In Scotland, the turnout was 71.1%. – up from 63.8% in 2010.
Two constituencies witnessed turnouts above 80%. Renfrewshire East had 81.1%, narrowly pipped to the top spot by Dunbartonshire East, with 81.9%.
The lowest turnout was in Manchester Central, with only 49.2%, although that was a 5% increase from 2010. Stoke on Trent Central was only slightly higher with 49.9%.
The UK’s first-past-the-post system means that the number of votes rarely translates into an equivalent proportion of seats. And that was especially true in this election. The SNP won 56 seats from 1.45 million votes, a share of 4.8%. But by mid-morning on Friday UKIP had won only one seat for their 3.87 million votes, a 12.7% share of the total. The Greens’ 1.15 million votes translated into one seat too, while the Lib Dems won eight seats despite winning nearly 2.4 million votes, a 7.8% share.

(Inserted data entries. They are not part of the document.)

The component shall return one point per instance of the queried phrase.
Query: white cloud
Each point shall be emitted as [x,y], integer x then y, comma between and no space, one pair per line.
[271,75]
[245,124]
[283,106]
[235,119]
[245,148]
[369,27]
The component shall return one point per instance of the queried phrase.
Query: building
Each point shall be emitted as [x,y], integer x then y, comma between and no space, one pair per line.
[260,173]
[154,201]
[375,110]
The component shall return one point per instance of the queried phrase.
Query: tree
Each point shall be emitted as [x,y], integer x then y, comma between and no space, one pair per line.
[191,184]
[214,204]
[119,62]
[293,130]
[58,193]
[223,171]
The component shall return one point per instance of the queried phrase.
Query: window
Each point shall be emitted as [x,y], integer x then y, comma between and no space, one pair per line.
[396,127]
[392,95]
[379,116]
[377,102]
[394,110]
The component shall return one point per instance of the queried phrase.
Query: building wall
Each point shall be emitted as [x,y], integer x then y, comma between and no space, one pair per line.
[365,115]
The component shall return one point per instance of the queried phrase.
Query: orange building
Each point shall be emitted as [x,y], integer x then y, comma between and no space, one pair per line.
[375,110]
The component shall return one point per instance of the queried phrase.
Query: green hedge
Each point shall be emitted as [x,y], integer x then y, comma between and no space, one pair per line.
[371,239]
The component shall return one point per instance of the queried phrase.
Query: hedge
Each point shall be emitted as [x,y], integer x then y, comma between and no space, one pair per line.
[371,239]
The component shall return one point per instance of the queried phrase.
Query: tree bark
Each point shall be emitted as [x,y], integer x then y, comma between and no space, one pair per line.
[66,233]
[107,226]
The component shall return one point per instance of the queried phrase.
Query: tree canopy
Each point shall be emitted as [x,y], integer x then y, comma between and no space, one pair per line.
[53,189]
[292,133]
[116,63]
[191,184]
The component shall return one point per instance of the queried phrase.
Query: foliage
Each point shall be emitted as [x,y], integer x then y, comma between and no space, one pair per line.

The 2015 has seen a greater sense of representation for women and ethnic minorities
By late morning on Friday. 153 female MPs had been elected, already more than the 148 women in the last Parliament, which was the previous record. In Scotland, more than a third of MPs from Scotland will be women.
Liz Saville-Roberts was elected as Plaid Cymru’s first female MP, comfortably winning her race by 5,000 votes in Dwyfor Meirionydd, north Wales.
This Parliament will feature a record number of non-White MPs, according to British Future. From 27 in the last election, there will now be 41, with the Tories’ 17 moving closer to Labour’s 23.